Looks like you have to put in more effort than just having EU customers though. You have to do something to show you are targeting the EU for the regulation to apply.
In other words “Is having that site worth a couple hundred bucks? If not, then take it down.” ?
I tend to agree, but keep in mind that as soon as you release a domain, chances are a domain squatter will scoop it up and put some bullshit ad-page on it or something like that. A friend of mine once had to buy a domain off such a domain squatter that had registered it shortly after he made a whois query to see if his domain with another extension was still free. They somehow had access to that info, bought the domain before he could, and then offered to sell it to him.
Does anyone know what freelancers need to do with the info they have stored from their clients? Like their email addresses and postal addresses? Is this data irrelevant if it’s all publicly available on the websites of those clients anyway?
If you don’t save any (personally identifiable!) data about yours users, where’s the privacy concern? The only critical part is likely the forum, so if that is not in use anyway, why not just get rid of it.
Not a lawyer but as far as I understood it, it basicly boils down to the following.
1.) You are not allowed to share the data without permission. I would guess that if it is publicly made available by the client that it is basicly counts as a permission or at the least you should be able to share the public source.
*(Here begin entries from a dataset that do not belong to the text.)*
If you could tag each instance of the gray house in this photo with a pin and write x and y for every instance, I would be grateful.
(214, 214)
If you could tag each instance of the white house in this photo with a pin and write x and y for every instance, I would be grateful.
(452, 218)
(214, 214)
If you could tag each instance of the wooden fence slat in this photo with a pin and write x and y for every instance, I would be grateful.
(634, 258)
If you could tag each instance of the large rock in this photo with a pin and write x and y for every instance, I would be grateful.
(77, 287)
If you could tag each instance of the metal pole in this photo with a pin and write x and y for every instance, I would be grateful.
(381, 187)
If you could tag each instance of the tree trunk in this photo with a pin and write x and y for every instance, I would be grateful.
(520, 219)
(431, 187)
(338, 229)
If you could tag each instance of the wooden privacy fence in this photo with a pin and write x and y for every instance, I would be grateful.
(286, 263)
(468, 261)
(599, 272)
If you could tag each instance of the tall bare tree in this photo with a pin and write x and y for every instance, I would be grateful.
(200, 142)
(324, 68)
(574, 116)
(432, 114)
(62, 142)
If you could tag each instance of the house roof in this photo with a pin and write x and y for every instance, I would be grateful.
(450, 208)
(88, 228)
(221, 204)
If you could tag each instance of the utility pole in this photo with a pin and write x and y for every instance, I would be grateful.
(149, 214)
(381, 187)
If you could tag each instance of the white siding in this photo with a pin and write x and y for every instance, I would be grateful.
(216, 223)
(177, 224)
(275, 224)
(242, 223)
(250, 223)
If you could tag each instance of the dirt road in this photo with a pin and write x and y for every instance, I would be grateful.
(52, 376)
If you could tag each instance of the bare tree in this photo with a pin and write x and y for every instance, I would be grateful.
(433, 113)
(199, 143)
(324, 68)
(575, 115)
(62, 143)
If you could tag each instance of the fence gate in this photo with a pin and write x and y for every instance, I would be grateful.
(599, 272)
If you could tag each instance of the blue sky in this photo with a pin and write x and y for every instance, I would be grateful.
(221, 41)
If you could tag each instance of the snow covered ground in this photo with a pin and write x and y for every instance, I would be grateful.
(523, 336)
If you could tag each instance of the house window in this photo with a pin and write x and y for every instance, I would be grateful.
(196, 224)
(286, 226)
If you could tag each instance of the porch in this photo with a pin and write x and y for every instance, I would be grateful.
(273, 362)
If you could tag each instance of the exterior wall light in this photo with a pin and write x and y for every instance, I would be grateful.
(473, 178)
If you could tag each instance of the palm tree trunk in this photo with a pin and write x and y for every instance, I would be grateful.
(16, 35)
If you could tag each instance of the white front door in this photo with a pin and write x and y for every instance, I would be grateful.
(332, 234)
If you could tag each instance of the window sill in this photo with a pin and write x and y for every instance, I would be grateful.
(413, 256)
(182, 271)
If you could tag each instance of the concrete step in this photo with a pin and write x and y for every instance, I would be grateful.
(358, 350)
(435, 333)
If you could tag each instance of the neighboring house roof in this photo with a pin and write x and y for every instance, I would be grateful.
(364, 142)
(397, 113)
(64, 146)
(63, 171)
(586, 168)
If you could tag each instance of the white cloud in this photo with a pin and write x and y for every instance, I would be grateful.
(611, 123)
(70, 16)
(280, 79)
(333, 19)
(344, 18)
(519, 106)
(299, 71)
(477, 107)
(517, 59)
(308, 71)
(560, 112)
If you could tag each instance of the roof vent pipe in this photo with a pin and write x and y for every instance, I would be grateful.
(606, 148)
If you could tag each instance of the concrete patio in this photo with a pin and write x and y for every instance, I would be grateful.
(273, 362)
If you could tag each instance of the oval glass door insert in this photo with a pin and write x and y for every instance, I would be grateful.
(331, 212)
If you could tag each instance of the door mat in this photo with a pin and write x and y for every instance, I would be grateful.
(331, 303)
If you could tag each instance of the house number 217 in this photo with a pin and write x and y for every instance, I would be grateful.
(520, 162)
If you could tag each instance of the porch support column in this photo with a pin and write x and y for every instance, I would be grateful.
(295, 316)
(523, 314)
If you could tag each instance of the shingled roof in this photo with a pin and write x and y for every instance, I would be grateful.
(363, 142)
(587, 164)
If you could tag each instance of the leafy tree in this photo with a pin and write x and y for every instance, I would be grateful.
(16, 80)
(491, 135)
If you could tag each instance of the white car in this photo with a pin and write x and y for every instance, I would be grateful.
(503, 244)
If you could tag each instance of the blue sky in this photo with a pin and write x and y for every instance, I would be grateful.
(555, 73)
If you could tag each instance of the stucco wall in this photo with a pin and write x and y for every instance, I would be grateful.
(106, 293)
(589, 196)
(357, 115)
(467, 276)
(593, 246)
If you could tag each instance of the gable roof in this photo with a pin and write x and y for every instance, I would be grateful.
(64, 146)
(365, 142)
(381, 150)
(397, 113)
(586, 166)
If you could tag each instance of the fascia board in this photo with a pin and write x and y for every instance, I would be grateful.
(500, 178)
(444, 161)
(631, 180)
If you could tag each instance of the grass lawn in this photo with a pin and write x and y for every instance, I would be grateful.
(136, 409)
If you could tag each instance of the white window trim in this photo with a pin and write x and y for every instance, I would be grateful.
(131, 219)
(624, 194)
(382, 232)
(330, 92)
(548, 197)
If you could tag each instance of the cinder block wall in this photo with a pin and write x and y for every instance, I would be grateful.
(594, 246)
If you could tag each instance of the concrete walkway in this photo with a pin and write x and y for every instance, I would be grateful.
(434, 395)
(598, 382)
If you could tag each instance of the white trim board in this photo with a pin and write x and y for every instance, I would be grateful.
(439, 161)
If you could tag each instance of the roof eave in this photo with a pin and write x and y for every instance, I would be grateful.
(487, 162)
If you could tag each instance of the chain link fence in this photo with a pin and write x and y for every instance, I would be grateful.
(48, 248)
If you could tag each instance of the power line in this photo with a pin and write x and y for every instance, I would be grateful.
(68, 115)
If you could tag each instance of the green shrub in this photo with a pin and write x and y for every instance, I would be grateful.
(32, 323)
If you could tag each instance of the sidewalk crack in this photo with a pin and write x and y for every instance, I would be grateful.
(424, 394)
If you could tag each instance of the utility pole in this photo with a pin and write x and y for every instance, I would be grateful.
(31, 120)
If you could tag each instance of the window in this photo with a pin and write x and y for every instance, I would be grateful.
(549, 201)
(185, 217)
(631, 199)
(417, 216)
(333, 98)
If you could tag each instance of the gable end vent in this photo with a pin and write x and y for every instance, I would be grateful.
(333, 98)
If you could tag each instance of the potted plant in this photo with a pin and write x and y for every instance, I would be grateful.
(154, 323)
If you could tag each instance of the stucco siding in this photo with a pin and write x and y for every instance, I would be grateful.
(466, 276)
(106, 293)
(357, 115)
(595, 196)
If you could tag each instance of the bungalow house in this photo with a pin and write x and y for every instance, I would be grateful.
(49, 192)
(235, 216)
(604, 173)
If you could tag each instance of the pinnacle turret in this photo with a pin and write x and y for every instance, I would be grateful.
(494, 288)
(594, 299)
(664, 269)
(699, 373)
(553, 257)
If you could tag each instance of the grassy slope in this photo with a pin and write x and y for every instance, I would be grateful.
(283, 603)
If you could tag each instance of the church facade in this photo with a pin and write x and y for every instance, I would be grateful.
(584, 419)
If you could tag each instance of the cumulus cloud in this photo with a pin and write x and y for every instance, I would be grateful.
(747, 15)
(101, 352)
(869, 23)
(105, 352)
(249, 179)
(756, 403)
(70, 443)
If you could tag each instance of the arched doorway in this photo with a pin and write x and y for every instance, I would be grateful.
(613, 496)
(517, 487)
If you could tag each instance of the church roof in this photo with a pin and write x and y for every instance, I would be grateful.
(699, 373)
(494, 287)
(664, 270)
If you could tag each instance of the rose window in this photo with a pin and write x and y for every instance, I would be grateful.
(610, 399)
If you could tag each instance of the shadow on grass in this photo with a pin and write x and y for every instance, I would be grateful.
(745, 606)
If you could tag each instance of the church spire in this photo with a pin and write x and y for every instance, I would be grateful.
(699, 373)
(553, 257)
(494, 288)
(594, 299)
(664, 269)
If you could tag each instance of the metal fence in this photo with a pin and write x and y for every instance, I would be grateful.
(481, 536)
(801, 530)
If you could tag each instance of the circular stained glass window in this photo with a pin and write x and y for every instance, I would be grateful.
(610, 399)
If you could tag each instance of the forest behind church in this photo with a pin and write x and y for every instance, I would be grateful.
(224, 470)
2.) On request by the client you have to send him a copy of all the personal data you have stored on him or her which could include Bills and E-Mails. (On a side note I have no clue how system backups are factored into this since checking months or years of backups for potentially deleted data sounds like a nightmare even with an automated system)
3.) On request you have to delete all the personal data stored from your client but only if it isn´t needed anymore for the business transaction or for other regulations like with book keeping. (Again no clue about the situation with backups)
4.) You have to make your client aware of what kind of data you store BUT I would guess the kind of data a typical freelancer stores for business transactions doesn´t need special mention since it is needed for billing.
Again though this is no legal advice - this are just a couple of things I gathered in passing at work about what others mentioned on the topic.
Apparently every bit of compliance includes backups according to a GDPR specialist who gave a talk at a tech group I attend. There are multiple nightmares.
I’ve also read that the even stricter GDPR-K applies if your customer base includes kids (not targeted at, just includes), unless you age verify those you want to keep any identifiable data on.
And in Germany there are many lawyers which make their Money / income just from finding copy-right violations and next will be GDPR violations.
Then you have to pay them a fee (in my opinion it is blackmail) or they drag you to a court.
A friend of mine had to pay 3000 Euro just because of one photo on his website.
And that was before GDPR now it will get a lot worse I bet.